Conventional Weapons
The Convention on Certain Conventional Weapons (CCW) is an international disarmament treaty that prohibits or regulates the use of certain types of conventional weapons that may cause excessive suffering or have indiscriminate effects. It was adopted in 1980 with the aim of minimizing the suffering of civilians and military personnel in armed conflicts, particularly in terms of lasting consequences.
The Convention on Prohibitions or Restrictions on the Use of Certain Conventional Weapons Which May Be Deemed to Be Excessively Injurious or to Have Indiscriminate Effects (CCW) is an important instrument of international humanitarian law that helps to reduce civilian suffering in conflict zones. It was concluded in Geneva on 10 October 1980 and entered into force in December 1983. For the former Czechoslovakia, the Convention entered into force on 2 December 1983, and the Czech Republic ratified it on 20 February 1993.

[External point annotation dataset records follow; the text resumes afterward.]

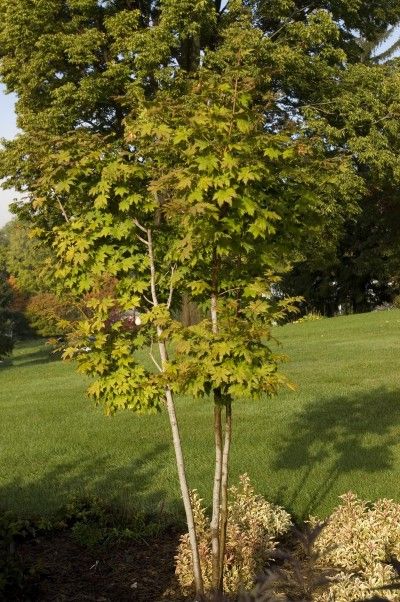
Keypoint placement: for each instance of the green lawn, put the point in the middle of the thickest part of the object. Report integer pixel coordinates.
(339, 430)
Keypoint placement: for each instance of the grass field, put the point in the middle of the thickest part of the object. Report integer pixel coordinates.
(339, 430)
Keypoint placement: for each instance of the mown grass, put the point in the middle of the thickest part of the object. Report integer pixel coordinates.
(339, 430)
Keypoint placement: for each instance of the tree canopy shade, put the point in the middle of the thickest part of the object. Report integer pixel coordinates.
(184, 148)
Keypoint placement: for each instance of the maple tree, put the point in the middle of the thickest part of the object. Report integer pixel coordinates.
(185, 148)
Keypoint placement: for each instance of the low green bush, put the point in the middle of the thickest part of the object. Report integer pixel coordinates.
(253, 529)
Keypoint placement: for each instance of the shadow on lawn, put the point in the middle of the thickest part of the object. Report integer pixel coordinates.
(353, 433)
(130, 487)
(31, 358)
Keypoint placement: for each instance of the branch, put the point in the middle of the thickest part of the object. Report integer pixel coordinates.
(152, 268)
(153, 358)
(145, 242)
(63, 210)
(171, 287)
(137, 223)
(148, 300)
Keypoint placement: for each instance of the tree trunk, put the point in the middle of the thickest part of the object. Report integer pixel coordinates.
(180, 462)
(216, 508)
(224, 491)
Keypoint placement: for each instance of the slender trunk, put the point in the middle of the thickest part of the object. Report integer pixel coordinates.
(180, 462)
(215, 519)
(224, 491)
(216, 510)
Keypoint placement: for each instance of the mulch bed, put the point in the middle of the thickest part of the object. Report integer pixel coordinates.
(139, 571)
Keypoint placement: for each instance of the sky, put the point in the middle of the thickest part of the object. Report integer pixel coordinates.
(8, 129)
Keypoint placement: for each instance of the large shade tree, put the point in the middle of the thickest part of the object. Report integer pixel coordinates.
(189, 148)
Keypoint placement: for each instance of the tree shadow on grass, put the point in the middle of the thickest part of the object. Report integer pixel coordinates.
(30, 358)
(347, 433)
(130, 485)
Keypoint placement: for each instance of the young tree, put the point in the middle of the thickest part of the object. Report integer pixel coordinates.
(6, 321)
(184, 148)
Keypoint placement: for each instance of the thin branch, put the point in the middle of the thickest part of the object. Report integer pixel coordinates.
(153, 358)
(152, 268)
(230, 290)
(63, 210)
(138, 224)
(145, 242)
(171, 287)
(148, 300)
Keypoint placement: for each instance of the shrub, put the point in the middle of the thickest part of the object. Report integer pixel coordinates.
(360, 541)
(253, 527)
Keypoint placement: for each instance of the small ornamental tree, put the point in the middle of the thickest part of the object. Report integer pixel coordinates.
(6, 317)
(184, 149)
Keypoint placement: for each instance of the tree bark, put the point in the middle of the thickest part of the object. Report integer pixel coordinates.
(224, 490)
(180, 462)
(215, 519)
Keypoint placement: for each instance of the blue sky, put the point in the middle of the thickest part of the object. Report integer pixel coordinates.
(8, 129)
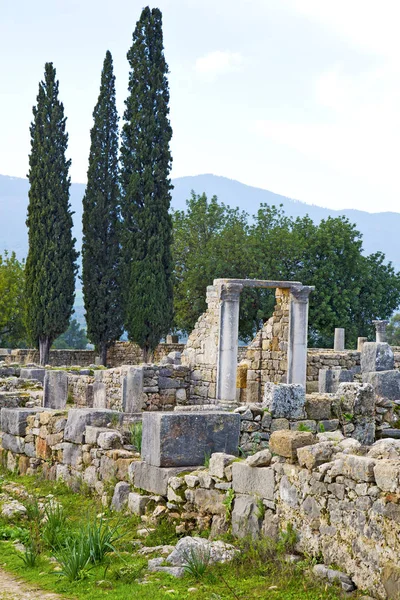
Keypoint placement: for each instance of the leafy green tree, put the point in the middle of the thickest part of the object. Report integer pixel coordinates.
(12, 301)
(74, 338)
(393, 330)
(146, 185)
(101, 255)
(51, 261)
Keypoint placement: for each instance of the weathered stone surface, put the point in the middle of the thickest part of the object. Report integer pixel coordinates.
(153, 479)
(376, 356)
(132, 390)
(259, 459)
(285, 400)
(180, 439)
(286, 443)
(246, 518)
(55, 389)
(14, 420)
(37, 374)
(329, 379)
(315, 455)
(137, 503)
(248, 480)
(218, 462)
(79, 418)
(120, 496)
(385, 383)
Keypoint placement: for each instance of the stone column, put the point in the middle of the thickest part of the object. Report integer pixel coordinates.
(380, 328)
(360, 343)
(339, 339)
(228, 342)
(298, 325)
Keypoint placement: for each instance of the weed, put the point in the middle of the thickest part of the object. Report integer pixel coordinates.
(135, 432)
(197, 561)
(228, 503)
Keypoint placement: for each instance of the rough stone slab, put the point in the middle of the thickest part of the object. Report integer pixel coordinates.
(37, 374)
(132, 390)
(55, 389)
(385, 383)
(285, 400)
(79, 418)
(330, 379)
(178, 439)
(376, 356)
(153, 479)
(13, 420)
(249, 480)
(285, 443)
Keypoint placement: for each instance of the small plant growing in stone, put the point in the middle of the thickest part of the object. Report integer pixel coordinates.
(197, 561)
(228, 503)
(135, 432)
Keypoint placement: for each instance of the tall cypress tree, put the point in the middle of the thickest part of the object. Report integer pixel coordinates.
(101, 249)
(145, 182)
(51, 262)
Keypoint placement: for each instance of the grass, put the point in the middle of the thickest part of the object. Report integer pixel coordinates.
(115, 570)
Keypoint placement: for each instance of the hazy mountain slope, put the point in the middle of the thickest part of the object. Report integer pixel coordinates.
(380, 230)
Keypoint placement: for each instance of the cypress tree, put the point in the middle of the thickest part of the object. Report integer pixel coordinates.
(100, 248)
(51, 262)
(145, 182)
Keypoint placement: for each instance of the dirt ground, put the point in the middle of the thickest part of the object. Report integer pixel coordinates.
(12, 589)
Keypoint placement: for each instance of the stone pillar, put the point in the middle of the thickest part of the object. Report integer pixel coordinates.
(228, 342)
(298, 325)
(360, 343)
(380, 328)
(339, 339)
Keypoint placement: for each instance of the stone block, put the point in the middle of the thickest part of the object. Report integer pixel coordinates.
(132, 390)
(246, 519)
(286, 443)
(179, 439)
(12, 442)
(218, 462)
(79, 418)
(318, 407)
(315, 455)
(37, 374)
(153, 479)
(248, 480)
(385, 383)
(14, 420)
(285, 400)
(55, 389)
(330, 379)
(376, 356)
(137, 503)
(99, 395)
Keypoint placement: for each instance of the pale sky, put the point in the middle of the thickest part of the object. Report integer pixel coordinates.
(301, 97)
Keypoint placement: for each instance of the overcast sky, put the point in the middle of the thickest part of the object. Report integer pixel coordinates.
(301, 97)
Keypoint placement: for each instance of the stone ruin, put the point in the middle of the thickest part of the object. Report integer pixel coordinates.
(214, 430)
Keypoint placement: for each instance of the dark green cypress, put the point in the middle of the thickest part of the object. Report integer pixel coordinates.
(146, 185)
(51, 262)
(101, 248)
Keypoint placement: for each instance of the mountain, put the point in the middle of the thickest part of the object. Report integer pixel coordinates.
(380, 230)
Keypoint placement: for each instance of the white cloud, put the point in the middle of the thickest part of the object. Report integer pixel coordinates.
(216, 63)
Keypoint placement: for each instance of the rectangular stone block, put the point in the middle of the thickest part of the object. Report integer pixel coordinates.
(153, 479)
(178, 439)
(14, 420)
(376, 356)
(79, 418)
(33, 373)
(258, 481)
(55, 389)
(132, 390)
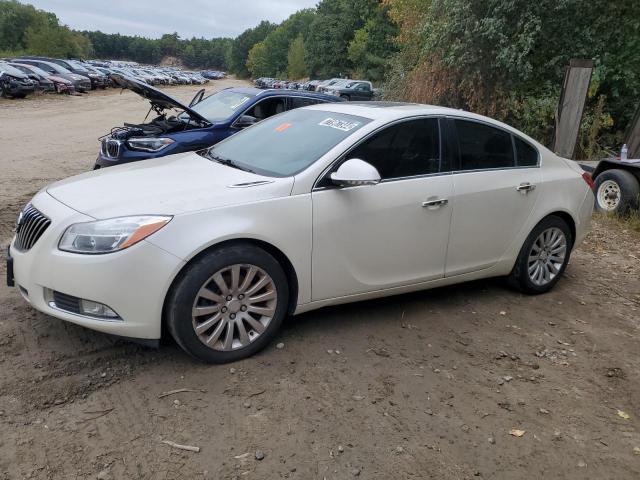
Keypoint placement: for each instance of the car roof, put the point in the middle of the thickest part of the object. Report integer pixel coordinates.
(271, 92)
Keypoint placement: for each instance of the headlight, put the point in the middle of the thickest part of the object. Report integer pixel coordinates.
(106, 236)
(149, 144)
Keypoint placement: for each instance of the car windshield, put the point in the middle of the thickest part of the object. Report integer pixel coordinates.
(222, 105)
(286, 144)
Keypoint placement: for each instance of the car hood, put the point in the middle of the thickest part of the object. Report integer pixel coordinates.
(155, 96)
(168, 185)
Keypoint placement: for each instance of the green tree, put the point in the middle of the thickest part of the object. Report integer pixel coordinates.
(297, 68)
(244, 43)
(257, 61)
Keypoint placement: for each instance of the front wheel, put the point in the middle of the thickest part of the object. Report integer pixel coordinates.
(617, 191)
(229, 304)
(543, 257)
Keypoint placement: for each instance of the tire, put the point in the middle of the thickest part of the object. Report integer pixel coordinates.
(541, 261)
(223, 313)
(617, 191)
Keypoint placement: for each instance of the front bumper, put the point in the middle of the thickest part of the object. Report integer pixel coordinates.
(132, 282)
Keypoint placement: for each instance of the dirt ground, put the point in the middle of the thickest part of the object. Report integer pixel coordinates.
(426, 385)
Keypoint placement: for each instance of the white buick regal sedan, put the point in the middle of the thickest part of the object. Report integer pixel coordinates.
(317, 206)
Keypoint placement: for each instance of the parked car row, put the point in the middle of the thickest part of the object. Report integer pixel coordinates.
(345, 88)
(154, 75)
(25, 75)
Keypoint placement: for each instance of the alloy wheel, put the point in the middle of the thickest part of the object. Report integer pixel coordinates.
(234, 307)
(547, 255)
(609, 195)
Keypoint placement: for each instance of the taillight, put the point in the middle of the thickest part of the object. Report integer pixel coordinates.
(586, 176)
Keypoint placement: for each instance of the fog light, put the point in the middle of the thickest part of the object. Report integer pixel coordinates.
(96, 309)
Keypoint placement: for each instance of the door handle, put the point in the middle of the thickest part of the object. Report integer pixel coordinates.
(435, 203)
(525, 187)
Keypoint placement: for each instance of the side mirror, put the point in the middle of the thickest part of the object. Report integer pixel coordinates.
(355, 172)
(245, 121)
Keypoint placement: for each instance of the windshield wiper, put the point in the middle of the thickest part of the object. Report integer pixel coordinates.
(228, 162)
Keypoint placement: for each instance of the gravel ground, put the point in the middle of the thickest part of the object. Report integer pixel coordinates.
(470, 381)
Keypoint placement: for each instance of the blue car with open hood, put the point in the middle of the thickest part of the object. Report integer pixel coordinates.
(179, 128)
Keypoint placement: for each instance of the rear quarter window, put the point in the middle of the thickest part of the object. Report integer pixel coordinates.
(526, 155)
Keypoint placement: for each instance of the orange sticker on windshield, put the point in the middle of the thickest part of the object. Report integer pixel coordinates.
(282, 127)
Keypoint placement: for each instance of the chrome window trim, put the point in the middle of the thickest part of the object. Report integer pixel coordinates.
(341, 158)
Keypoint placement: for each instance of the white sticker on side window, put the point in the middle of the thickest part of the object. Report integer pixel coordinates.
(339, 124)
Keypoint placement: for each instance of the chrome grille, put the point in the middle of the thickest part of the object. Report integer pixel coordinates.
(31, 225)
(110, 147)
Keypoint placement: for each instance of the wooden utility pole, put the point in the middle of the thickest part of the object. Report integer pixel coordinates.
(571, 106)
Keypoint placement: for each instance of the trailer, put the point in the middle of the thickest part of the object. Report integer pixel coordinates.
(617, 185)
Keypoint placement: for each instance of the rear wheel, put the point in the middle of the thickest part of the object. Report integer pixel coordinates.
(543, 257)
(228, 304)
(617, 191)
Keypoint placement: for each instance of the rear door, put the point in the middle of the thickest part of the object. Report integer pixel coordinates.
(494, 192)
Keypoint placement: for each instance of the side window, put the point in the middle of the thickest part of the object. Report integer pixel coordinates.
(403, 150)
(527, 155)
(483, 147)
(297, 102)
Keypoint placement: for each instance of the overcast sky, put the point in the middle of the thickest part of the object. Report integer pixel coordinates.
(152, 18)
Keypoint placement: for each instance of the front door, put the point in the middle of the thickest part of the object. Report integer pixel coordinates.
(395, 233)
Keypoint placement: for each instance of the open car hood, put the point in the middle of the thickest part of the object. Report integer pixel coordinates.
(156, 97)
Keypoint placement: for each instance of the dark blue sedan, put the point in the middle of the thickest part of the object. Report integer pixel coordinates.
(204, 122)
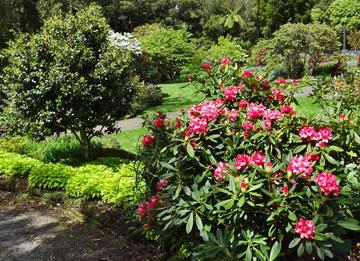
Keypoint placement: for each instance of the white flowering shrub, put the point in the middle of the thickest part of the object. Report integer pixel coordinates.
(125, 41)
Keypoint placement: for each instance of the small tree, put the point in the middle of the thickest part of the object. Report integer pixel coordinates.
(70, 77)
(298, 45)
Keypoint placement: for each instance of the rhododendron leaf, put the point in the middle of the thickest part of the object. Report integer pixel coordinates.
(190, 223)
(357, 138)
(330, 159)
(198, 222)
(241, 202)
(333, 148)
(328, 253)
(187, 190)
(275, 251)
(292, 216)
(308, 247)
(299, 149)
(300, 250)
(190, 150)
(252, 188)
(351, 224)
(320, 253)
(294, 242)
(167, 166)
(352, 154)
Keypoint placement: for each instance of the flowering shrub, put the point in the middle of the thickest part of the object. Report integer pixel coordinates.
(246, 178)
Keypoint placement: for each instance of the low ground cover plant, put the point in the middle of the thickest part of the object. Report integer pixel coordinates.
(242, 176)
(95, 180)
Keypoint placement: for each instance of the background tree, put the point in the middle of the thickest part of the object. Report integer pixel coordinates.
(274, 13)
(69, 77)
(299, 47)
(344, 13)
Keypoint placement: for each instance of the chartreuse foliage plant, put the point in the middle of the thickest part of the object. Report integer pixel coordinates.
(241, 176)
(92, 181)
(70, 77)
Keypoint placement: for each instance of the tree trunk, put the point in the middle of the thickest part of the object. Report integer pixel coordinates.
(85, 144)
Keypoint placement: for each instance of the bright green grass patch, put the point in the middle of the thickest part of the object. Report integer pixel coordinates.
(125, 140)
(307, 107)
(178, 95)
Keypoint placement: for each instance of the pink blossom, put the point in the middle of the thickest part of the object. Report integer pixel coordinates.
(225, 61)
(342, 117)
(153, 201)
(207, 110)
(305, 228)
(148, 140)
(198, 126)
(142, 209)
(327, 183)
(221, 170)
(231, 93)
(158, 123)
(255, 111)
(286, 109)
(258, 158)
(323, 136)
(278, 94)
(272, 114)
(307, 133)
(241, 161)
(247, 74)
(161, 184)
(243, 104)
(267, 124)
(285, 189)
(243, 186)
(207, 67)
(248, 125)
(233, 114)
(301, 165)
(282, 82)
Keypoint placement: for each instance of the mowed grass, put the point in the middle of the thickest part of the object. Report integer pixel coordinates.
(178, 95)
(183, 95)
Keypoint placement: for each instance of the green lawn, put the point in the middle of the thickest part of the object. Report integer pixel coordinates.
(181, 95)
(307, 107)
(178, 95)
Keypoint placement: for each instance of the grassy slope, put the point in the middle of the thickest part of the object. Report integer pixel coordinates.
(181, 95)
(178, 95)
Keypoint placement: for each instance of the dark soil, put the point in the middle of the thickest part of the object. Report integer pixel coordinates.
(34, 230)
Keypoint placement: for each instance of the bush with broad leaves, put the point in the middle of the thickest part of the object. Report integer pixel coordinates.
(241, 176)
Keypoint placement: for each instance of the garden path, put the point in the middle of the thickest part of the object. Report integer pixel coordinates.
(135, 123)
(38, 232)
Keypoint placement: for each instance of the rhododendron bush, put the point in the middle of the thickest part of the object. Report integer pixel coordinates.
(242, 176)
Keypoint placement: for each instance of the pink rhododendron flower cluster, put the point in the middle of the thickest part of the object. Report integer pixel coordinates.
(258, 158)
(221, 170)
(305, 228)
(322, 136)
(241, 161)
(225, 61)
(272, 114)
(231, 92)
(255, 111)
(301, 165)
(207, 110)
(198, 126)
(328, 184)
(161, 184)
(145, 207)
(232, 115)
(278, 94)
(148, 140)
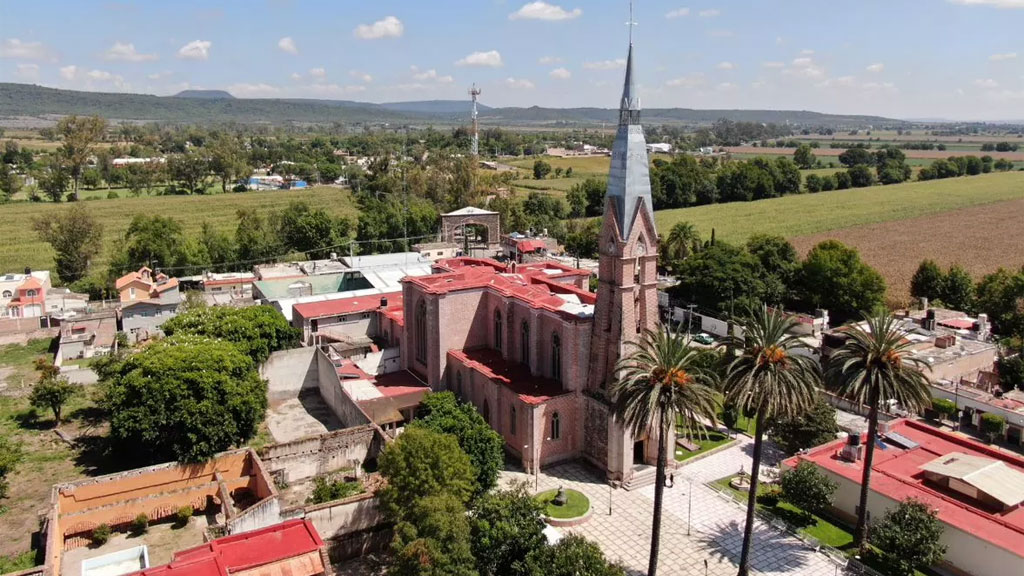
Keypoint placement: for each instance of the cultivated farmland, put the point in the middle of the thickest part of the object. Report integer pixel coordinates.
(19, 247)
(980, 238)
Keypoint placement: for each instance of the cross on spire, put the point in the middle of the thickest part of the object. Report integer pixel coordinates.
(631, 23)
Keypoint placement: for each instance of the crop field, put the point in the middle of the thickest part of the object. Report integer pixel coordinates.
(979, 238)
(910, 154)
(19, 247)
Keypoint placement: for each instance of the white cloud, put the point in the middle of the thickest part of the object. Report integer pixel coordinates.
(121, 51)
(492, 58)
(390, 27)
(431, 76)
(361, 76)
(993, 3)
(518, 83)
(691, 81)
(28, 72)
(544, 11)
(288, 45)
(605, 65)
(196, 50)
(14, 48)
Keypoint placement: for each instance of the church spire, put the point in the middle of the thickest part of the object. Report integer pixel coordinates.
(629, 179)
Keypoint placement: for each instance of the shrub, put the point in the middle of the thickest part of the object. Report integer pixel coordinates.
(183, 513)
(100, 534)
(140, 524)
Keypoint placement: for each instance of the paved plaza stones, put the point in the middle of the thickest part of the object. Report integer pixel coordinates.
(715, 526)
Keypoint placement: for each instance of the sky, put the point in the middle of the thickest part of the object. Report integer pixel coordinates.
(960, 59)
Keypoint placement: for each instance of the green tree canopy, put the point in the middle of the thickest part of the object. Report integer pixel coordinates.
(184, 398)
(421, 463)
(443, 413)
(834, 277)
(256, 331)
(909, 537)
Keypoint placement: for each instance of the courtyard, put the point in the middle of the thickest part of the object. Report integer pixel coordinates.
(698, 525)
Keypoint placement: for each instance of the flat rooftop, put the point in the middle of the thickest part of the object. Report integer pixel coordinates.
(899, 474)
(513, 375)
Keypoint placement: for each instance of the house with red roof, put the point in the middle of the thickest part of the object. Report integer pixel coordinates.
(977, 490)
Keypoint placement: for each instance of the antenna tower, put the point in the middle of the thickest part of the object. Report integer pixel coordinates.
(475, 146)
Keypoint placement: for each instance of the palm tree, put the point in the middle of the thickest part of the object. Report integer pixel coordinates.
(873, 366)
(768, 378)
(682, 241)
(657, 384)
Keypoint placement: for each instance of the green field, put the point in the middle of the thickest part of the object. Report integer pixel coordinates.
(812, 213)
(19, 247)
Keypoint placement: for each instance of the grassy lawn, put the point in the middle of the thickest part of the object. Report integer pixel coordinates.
(20, 247)
(576, 504)
(813, 213)
(708, 440)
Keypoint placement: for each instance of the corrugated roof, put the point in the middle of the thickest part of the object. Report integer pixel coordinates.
(991, 477)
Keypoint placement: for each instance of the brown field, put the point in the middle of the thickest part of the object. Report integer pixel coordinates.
(979, 238)
(923, 154)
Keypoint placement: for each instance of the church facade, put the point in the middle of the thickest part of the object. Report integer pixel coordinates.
(529, 345)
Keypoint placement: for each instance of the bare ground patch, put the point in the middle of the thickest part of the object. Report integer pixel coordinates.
(979, 238)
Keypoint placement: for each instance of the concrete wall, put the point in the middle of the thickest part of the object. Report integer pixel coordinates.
(308, 457)
(965, 550)
(334, 396)
(290, 372)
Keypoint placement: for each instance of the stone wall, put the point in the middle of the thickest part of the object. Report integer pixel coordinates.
(317, 455)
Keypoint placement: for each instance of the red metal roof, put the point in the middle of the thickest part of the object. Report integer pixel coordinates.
(514, 375)
(248, 550)
(896, 474)
(342, 306)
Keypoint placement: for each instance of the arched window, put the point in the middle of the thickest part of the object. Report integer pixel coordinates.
(556, 357)
(421, 332)
(524, 342)
(498, 329)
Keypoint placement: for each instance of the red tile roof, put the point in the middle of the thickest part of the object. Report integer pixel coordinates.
(513, 375)
(897, 474)
(342, 306)
(292, 540)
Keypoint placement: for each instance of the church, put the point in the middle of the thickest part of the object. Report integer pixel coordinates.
(529, 345)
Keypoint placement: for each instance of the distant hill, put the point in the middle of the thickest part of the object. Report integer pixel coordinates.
(205, 94)
(217, 106)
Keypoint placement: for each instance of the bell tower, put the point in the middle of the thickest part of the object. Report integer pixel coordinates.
(627, 292)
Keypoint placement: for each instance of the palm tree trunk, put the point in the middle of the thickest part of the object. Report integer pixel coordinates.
(860, 536)
(752, 497)
(655, 529)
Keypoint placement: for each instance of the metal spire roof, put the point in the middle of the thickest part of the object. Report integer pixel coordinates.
(629, 179)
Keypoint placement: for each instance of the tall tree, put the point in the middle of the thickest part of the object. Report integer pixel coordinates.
(76, 238)
(875, 366)
(80, 136)
(771, 379)
(657, 384)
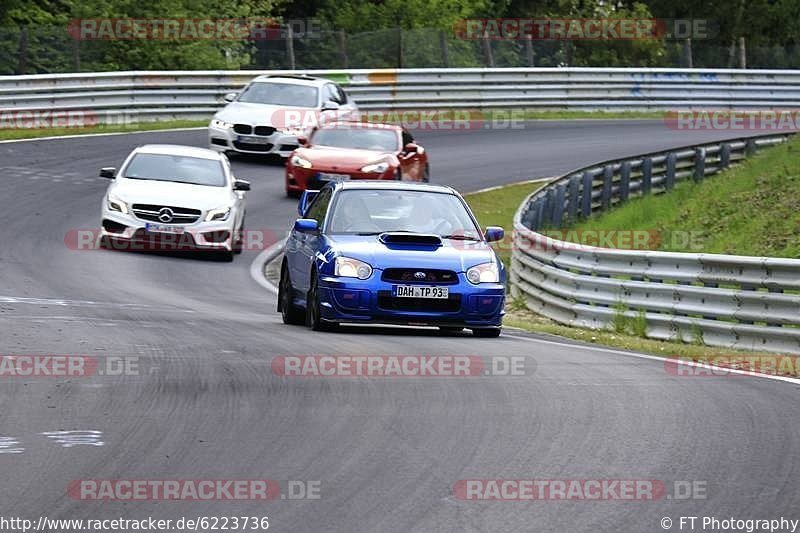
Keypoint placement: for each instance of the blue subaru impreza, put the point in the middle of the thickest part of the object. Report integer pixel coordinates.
(391, 253)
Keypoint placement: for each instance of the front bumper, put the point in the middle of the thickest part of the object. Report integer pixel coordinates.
(226, 140)
(370, 301)
(299, 179)
(127, 232)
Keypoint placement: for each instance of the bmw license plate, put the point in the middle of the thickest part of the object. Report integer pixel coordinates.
(163, 228)
(416, 291)
(324, 176)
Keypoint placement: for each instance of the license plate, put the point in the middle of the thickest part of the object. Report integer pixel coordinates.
(163, 228)
(324, 176)
(417, 291)
(252, 140)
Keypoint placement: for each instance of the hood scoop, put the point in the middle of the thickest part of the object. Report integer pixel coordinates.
(412, 239)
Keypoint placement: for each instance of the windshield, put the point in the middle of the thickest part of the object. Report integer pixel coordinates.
(360, 138)
(377, 211)
(288, 94)
(180, 169)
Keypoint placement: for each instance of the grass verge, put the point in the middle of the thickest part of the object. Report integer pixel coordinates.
(750, 209)
(31, 133)
(496, 208)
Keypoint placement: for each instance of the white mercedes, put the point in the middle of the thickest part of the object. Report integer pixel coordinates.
(174, 198)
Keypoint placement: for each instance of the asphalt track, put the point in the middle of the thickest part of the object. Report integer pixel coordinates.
(387, 452)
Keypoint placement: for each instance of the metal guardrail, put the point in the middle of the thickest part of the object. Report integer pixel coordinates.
(152, 95)
(722, 300)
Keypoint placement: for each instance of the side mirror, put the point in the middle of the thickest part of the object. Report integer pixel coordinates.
(305, 200)
(108, 172)
(494, 233)
(306, 225)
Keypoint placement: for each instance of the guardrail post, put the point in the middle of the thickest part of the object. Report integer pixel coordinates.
(725, 156)
(750, 147)
(586, 195)
(647, 175)
(574, 187)
(624, 181)
(672, 161)
(699, 163)
(558, 208)
(608, 177)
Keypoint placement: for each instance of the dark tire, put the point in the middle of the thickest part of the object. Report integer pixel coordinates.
(290, 313)
(486, 332)
(313, 314)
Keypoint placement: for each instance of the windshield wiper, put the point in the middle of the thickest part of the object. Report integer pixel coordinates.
(457, 237)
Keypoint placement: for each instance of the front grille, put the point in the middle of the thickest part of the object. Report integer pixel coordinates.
(422, 305)
(408, 275)
(250, 147)
(180, 215)
(265, 130)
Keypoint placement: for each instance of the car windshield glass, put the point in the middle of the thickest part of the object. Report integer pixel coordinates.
(371, 211)
(382, 140)
(181, 169)
(288, 94)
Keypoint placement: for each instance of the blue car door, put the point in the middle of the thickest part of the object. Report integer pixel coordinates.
(305, 245)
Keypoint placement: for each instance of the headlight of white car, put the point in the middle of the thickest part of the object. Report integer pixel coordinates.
(115, 204)
(220, 214)
(484, 273)
(376, 167)
(216, 123)
(347, 267)
(300, 162)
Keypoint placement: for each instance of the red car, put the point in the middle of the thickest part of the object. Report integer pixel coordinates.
(355, 150)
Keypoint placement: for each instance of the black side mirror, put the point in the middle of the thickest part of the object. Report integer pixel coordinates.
(108, 172)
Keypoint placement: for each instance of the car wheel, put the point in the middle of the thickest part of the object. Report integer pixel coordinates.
(313, 314)
(290, 313)
(238, 240)
(486, 332)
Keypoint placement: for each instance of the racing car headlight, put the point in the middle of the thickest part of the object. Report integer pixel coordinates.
(216, 123)
(115, 204)
(300, 162)
(483, 273)
(347, 267)
(376, 167)
(218, 214)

The Convention is complemented by five Additional Protocols, the first three of which were adopted together with the Convention:
- - Protocol I prohibits the use of weapons that injure by undetectable projectiles;
- - Amended Protocol II restricts the use of certain mines, booby traps and other devices;
- - Protocol III prohibits the use of incendiary weapons;
- - Protocol IV prohibits the use of blinding laser weapons;
- - Protocol V, approved in 2003, concerns explosive remnants of war.
The latter Protocol V mandates the registration of all unexploded ordnance, the marking of unexploded remnants of war sites and their pyrotechnical clearance. Amended Protocol II is the only instrument of international humanitarian law (IHL) targeting mines other than anti-personnel mines (MOTAPM) that threaten civilians, even if they are designed to destroy vehicles. According to this Protocol, all mines that do not have self-destruct and self-detection devices should be destroyed. The Czech Republic ratified Protocol II in August 1998 and had already destroyed these types of anti-personnel mines by that date.
Czechia has long advocated the universalization of the Convention and its Protocols. At the same time, it advocates that any new treaty instruments eventually negotiated in relation to conventional weapons should form additional protocols to the CCW.